Um possível reajuste nos salários dos novos diretores do Banrisul, que seria de 100%, foi tema de debates na Assembleia Legislativa. Chegando a votação em plenário, nesta terça-feira (14), houve retirada de quórum e o tema não foi apreciado. Porém, o deputado Pedro Pereira (PSDB) e outros parlamentares se manifestaram sobre o assunto na tribuna.

Pereira afirmou que vota contra as indicações, pois os novos diretores, ao assumirem os cargos, aumentariam seus salários em 100%. “A remuneração dos diretores é de R$ 40 mil, com esse aumento passaria para R$ 90 mil. A do presidente é de R$ 50 mil e passaria a ganhar R$ 100 mil”, analisa ele.

O parlamentar ainda afirmou que se posicionaria a favor, caso uma emenda fosse aprovada, mantendo os salários como estão: “Deixo bem claro que não sou contra os nomes, mas reajustar salários com o Estado quebrado é uma verdadeira aberração, uma afronta ao povo gaúcho, aos trabalhadores, aos homens e mulheres. Não serei irresponsável em ajudar a aprovar este absurdo. É um murro na cara dos gaúchos” destacou.

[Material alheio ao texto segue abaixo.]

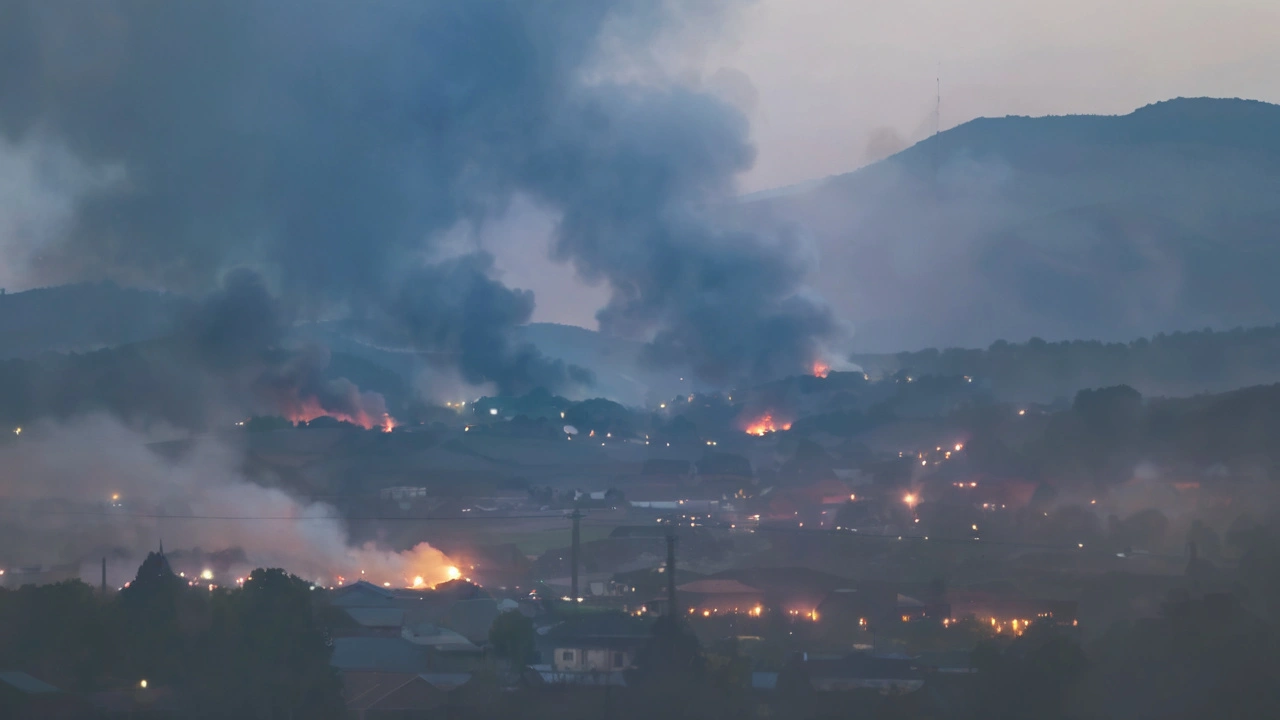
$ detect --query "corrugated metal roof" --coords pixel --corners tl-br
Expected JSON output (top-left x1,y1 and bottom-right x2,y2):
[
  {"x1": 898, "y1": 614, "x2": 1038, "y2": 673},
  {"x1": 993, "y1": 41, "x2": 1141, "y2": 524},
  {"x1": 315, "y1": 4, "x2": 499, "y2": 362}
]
[
  {"x1": 329, "y1": 638, "x2": 426, "y2": 674},
  {"x1": 344, "y1": 607, "x2": 404, "y2": 628},
  {"x1": 676, "y1": 579, "x2": 760, "y2": 594}
]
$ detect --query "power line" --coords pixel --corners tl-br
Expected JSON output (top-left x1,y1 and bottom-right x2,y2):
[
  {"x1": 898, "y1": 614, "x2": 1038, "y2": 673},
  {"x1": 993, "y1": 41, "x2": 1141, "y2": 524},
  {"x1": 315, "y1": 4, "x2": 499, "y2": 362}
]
[{"x1": 10, "y1": 510, "x2": 570, "y2": 521}]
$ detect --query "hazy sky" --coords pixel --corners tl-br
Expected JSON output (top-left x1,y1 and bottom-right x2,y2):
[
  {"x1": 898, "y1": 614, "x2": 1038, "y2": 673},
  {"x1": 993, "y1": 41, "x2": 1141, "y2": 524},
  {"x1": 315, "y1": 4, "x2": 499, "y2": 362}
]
[
  {"x1": 484, "y1": 0, "x2": 1280, "y2": 328},
  {"x1": 0, "y1": 0, "x2": 1280, "y2": 327},
  {"x1": 707, "y1": 0, "x2": 1280, "y2": 191}
]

Também comentaram o tema outros deputados, todos demonstrando preocupação com o suposto aumento de salários. Luiz Fernando Mainardi (PT) comparou o valor que os diretores receberão com o vencimento dos professores estaduais, afirmando ser 88 vezes maior. Além disso, disparou que o governador Eduardo Leite escolheu para a presidência do banco “um carioca especialista em privatização”, que receberá um salário de R$ 123 mil por mês e que “parece não terá de trabalhar as 40 horas semanais, podendo retornar para o Rio na quinta-feira”. Seu colega de bancada, Pepe vargas (PT), também indagou sobre o aumento de salário do presidente e diretores do Banrisul sem a votação do piso regional: “onde está a coerência?”, questionou.

Elton Weber (PSB) propôs que a AL passe a deliberar sobre todas as questões que envolvem a indicação dos nomes para o comando de órgãos públicos e estatais. “Cabe à Assembleia aprovar ou não o nome e o currículo dos indicados, mas não seus salários. Não acredito que seja correto só chancelar a vontade do Executivo, sem entrar nas questões de mérito”, observou o parlamentar.